Animal protein typically gives you the right amount of essential amino acids you need. People who eat a vegetarian or vegan diet may need to be more conscious of their protein choices to be sure they get all the required nutrients.

Add more protein to your diet with these foods

Now that you understand how important protein is for both good health and weight loss, and you know how much protein to include in your diet, you may be wondering what the best sources of protein are.

For people who eat animal products, as I said, it’s a bit easier to add protein to your plate. The following are all great sources of protein:

  • High quality, all natural chicken, turkey, pork, lean beef, lamb, bison, and other meats are all great sources of protein.
  • Salmon, trout, haddock, sardines and other fish
  • Chicken, duck, and other eggs
  •  Milk, yogurt, cheese, cottage cheese and other dairy products

For those following plant based diets, it can be more challenging, but certainly isn’t impossible. Some great options include:

  • Beans, chickpeas, lentils and other legumes
  • Almonds, cashews, and other nuts
  • Pumpkin, hemp and other seeds
  • Grains like oats, quinoa and amaranth
  • Broccoli, spinach, Brussels sprouts, asparagus, artichokes, potatoes, and sweet potatoes
  • Tofu, tempeh and edamame
  • Nutritional Yeast
  • Spelt and teff

Even for those who do eat meat, if adding extra protein to the diet it’s important to remember that animal products also have more saturated fats and cholesterol. Consuming too much of these can put you at higher risk of heart disease, so it’s best to select plant based products if you’re going heavy on the protein.

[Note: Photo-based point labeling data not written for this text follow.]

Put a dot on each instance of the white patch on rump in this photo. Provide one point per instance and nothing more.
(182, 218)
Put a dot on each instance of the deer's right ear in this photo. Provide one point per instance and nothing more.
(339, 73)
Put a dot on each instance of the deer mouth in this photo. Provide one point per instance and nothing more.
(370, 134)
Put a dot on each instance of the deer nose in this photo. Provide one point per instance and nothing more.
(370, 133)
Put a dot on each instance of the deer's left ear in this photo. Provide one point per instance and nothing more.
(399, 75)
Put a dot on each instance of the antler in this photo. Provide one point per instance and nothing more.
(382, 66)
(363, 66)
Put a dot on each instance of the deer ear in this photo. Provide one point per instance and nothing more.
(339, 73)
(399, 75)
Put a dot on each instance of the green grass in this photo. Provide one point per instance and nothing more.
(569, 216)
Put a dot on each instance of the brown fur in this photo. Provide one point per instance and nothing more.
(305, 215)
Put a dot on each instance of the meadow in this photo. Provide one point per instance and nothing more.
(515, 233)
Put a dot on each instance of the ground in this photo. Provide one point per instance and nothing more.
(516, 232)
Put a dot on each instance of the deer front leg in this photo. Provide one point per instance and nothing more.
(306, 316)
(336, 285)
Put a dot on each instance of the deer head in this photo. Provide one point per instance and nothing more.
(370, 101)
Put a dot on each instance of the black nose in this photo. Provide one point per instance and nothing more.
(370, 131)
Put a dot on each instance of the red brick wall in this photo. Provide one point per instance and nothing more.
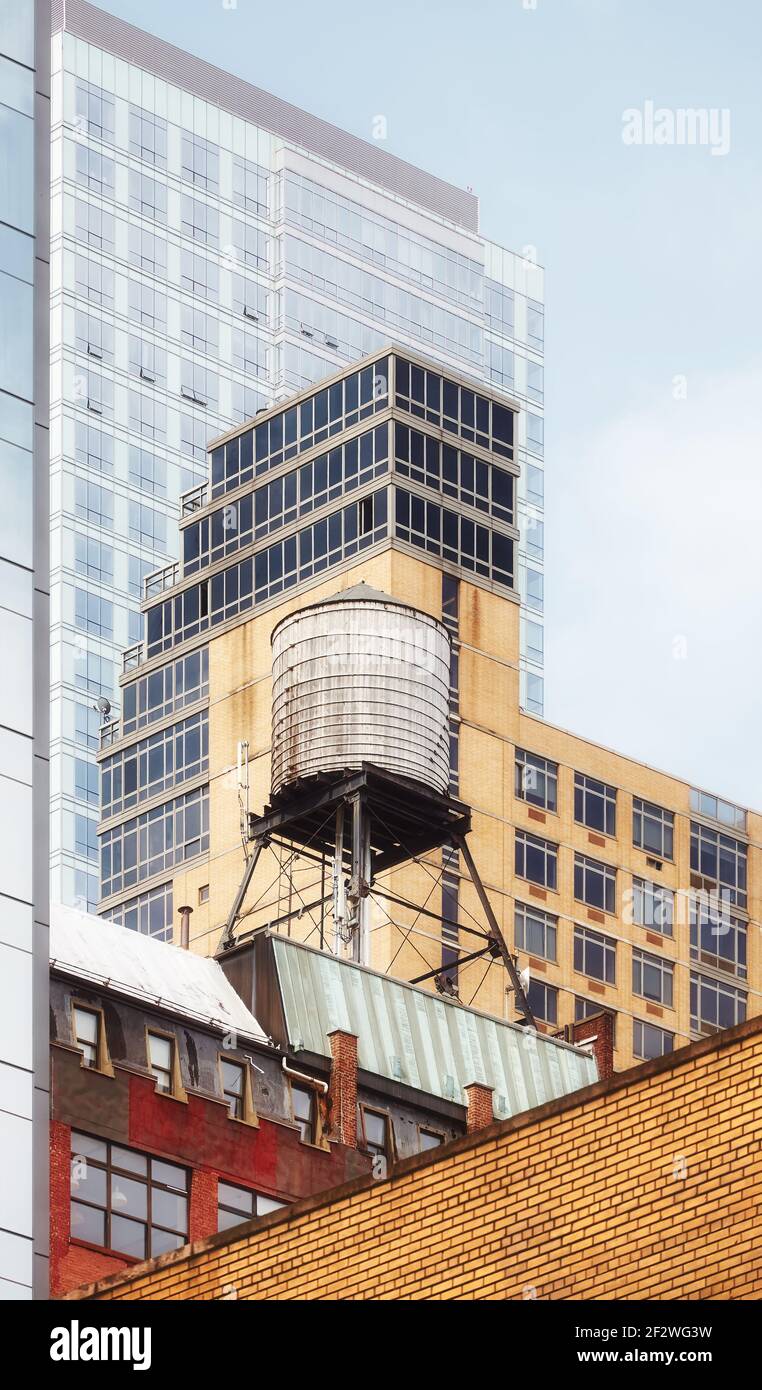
(198, 1134)
(480, 1107)
(342, 1087)
(203, 1204)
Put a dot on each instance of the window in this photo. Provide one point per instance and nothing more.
(199, 330)
(718, 938)
(199, 275)
(164, 691)
(148, 416)
(153, 841)
(95, 111)
(86, 724)
(127, 1201)
(652, 977)
(454, 473)
(93, 558)
(650, 1041)
(148, 196)
(652, 906)
(720, 861)
(542, 1001)
(652, 829)
(85, 781)
(714, 808)
(200, 163)
(93, 337)
(93, 281)
(93, 503)
(594, 955)
(148, 527)
(314, 420)
(594, 883)
(85, 837)
(146, 360)
(234, 1087)
(238, 588)
(86, 1034)
(198, 384)
(536, 780)
(95, 171)
(155, 763)
(148, 305)
(302, 1104)
(238, 1204)
(249, 185)
(148, 250)
(594, 804)
(374, 1137)
(536, 931)
(146, 471)
(161, 1061)
(715, 1004)
(148, 136)
(200, 221)
(93, 227)
(93, 615)
(536, 859)
(454, 537)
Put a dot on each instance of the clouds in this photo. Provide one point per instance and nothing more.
(655, 583)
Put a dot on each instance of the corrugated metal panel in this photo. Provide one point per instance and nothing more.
(365, 680)
(420, 1039)
(270, 113)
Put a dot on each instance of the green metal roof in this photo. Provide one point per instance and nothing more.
(419, 1039)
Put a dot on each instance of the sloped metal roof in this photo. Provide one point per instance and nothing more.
(420, 1039)
(141, 968)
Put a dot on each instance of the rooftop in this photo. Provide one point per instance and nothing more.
(270, 113)
(152, 972)
(417, 1039)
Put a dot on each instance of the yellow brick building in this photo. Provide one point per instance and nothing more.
(647, 1186)
(591, 859)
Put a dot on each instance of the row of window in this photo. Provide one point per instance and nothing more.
(270, 571)
(164, 691)
(148, 142)
(594, 804)
(398, 309)
(715, 940)
(455, 538)
(371, 236)
(155, 841)
(155, 763)
(454, 473)
(299, 427)
(714, 855)
(454, 407)
(282, 501)
(148, 912)
(651, 905)
(714, 1005)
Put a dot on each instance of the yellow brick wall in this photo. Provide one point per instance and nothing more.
(644, 1187)
(492, 726)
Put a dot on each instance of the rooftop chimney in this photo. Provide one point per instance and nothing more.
(185, 927)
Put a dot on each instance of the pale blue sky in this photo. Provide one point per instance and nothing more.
(651, 255)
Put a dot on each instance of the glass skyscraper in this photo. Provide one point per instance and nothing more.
(24, 634)
(213, 250)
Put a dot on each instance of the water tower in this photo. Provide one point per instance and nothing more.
(360, 756)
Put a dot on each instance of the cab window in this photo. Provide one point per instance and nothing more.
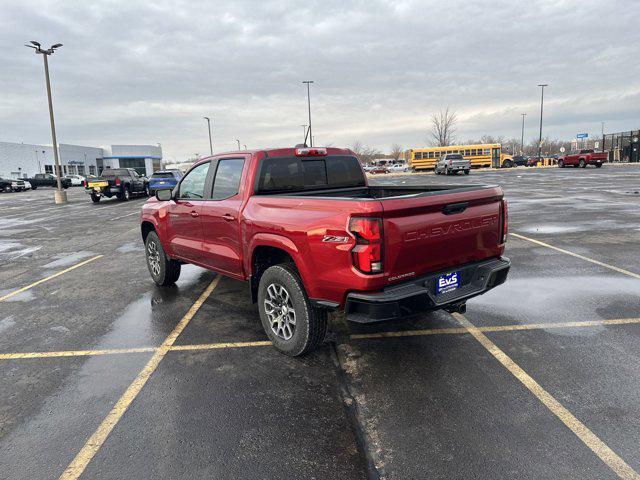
(192, 185)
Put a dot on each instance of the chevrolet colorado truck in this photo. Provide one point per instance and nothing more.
(583, 158)
(310, 235)
(116, 182)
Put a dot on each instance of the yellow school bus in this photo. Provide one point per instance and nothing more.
(481, 155)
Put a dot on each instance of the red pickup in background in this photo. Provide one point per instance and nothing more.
(583, 158)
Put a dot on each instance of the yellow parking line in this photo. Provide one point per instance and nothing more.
(590, 439)
(91, 447)
(497, 328)
(358, 336)
(577, 255)
(75, 353)
(50, 277)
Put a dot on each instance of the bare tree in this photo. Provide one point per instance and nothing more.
(443, 128)
(365, 154)
(396, 151)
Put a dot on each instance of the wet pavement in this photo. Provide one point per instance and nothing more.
(415, 399)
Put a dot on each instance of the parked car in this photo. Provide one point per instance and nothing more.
(519, 161)
(398, 167)
(583, 158)
(452, 163)
(76, 180)
(117, 182)
(164, 179)
(48, 180)
(18, 185)
(309, 234)
(5, 185)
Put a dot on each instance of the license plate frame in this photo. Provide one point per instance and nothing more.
(447, 282)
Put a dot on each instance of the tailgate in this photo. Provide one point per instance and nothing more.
(433, 232)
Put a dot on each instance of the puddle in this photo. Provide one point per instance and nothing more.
(558, 299)
(66, 259)
(25, 296)
(131, 247)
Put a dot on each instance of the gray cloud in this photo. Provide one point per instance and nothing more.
(146, 72)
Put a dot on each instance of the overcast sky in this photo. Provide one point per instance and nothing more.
(147, 71)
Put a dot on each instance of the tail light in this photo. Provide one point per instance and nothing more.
(367, 254)
(311, 152)
(505, 220)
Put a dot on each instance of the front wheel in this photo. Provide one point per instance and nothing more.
(292, 324)
(164, 271)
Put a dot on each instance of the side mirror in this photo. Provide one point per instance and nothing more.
(163, 195)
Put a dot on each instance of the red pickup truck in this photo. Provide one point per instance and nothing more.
(309, 234)
(583, 158)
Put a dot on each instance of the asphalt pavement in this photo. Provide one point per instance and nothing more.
(105, 375)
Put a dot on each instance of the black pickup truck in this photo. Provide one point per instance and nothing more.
(47, 180)
(117, 182)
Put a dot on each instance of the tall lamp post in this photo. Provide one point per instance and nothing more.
(309, 82)
(542, 85)
(209, 126)
(60, 196)
(522, 135)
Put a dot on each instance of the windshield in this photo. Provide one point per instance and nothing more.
(314, 173)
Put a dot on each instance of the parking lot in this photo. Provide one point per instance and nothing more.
(105, 375)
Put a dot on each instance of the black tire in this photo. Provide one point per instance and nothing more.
(310, 324)
(163, 270)
(125, 195)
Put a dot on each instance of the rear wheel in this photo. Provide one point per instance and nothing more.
(292, 324)
(164, 271)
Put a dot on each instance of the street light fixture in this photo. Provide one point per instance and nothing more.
(309, 82)
(522, 135)
(542, 85)
(209, 126)
(60, 196)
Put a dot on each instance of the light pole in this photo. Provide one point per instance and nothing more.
(309, 82)
(542, 85)
(522, 135)
(60, 196)
(209, 126)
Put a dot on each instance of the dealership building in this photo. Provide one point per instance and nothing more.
(20, 160)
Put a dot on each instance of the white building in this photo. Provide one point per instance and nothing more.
(19, 160)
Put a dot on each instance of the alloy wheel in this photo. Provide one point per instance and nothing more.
(280, 311)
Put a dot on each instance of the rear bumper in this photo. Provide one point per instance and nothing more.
(419, 294)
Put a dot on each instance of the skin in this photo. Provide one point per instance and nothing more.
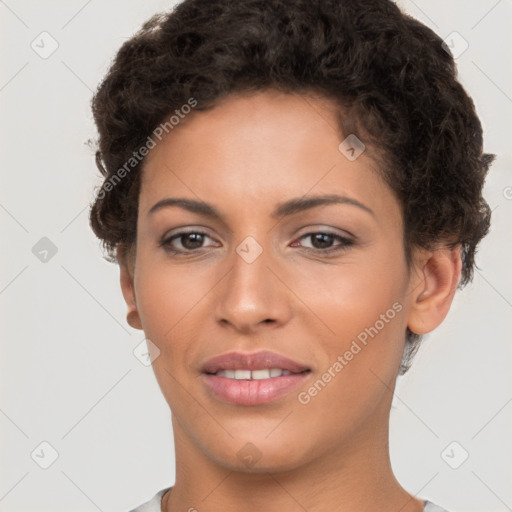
(245, 156)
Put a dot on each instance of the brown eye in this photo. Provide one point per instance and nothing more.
(323, 242)
(185, 241)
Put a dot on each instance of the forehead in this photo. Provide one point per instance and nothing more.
(262, 146)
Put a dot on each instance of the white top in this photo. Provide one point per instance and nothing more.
(155, 504)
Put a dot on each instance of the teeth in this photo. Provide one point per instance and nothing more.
(253, 375)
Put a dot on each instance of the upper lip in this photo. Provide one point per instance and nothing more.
(253, 361)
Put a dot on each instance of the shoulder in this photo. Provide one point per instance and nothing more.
(432, 507)
(154, 504)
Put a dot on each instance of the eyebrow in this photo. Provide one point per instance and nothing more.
(290, 207)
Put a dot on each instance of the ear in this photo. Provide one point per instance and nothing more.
(434, 283)
(127, 268)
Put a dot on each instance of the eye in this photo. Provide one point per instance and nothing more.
(323, 242)
(188, 241)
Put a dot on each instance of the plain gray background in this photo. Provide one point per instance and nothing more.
(68, 374)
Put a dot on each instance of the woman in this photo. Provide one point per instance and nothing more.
(293, 192)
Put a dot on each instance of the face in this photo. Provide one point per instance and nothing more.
(324, 284)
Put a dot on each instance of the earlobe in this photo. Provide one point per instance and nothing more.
(433, 288)
(127, 287)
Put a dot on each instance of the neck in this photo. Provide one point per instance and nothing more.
(356, 475)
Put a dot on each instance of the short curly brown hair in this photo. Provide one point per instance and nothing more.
(394, 81)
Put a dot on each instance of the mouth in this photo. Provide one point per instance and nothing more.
(252, 379)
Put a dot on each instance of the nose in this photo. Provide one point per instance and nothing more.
(253, 295)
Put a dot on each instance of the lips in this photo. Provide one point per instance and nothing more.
(252, 379)
(264, 360)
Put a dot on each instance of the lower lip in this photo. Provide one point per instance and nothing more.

It’s also important to remember that for weight loss, you want to avoid consuming too many calories that will just get stored as fat. A high protein diet can make this easier, since you are likely to feel less hungry and more satisfied, so you’ll eat less without even thinking about it.

Boosting protein can be a delicious, easy way to lose weight

Once I told Jenny how important protein is, and how it could help her meet her weight loss goals, she agreed to give it a try. Together, we made a meal plan that included a lot more protein.

When I called her to follow up a couple of weeks later, she’d lost four pounds! Finally, her body didn’t think it was starving. She felt full, satisfied, and far more healthy already.

Jenny was so grateful to know that she didn’t have to starve herself to lose weight. And you don’t have to either! Try adding a little more protein to your diet and see what happens. I think you’ll be as pleasantly surprised as Jenny was!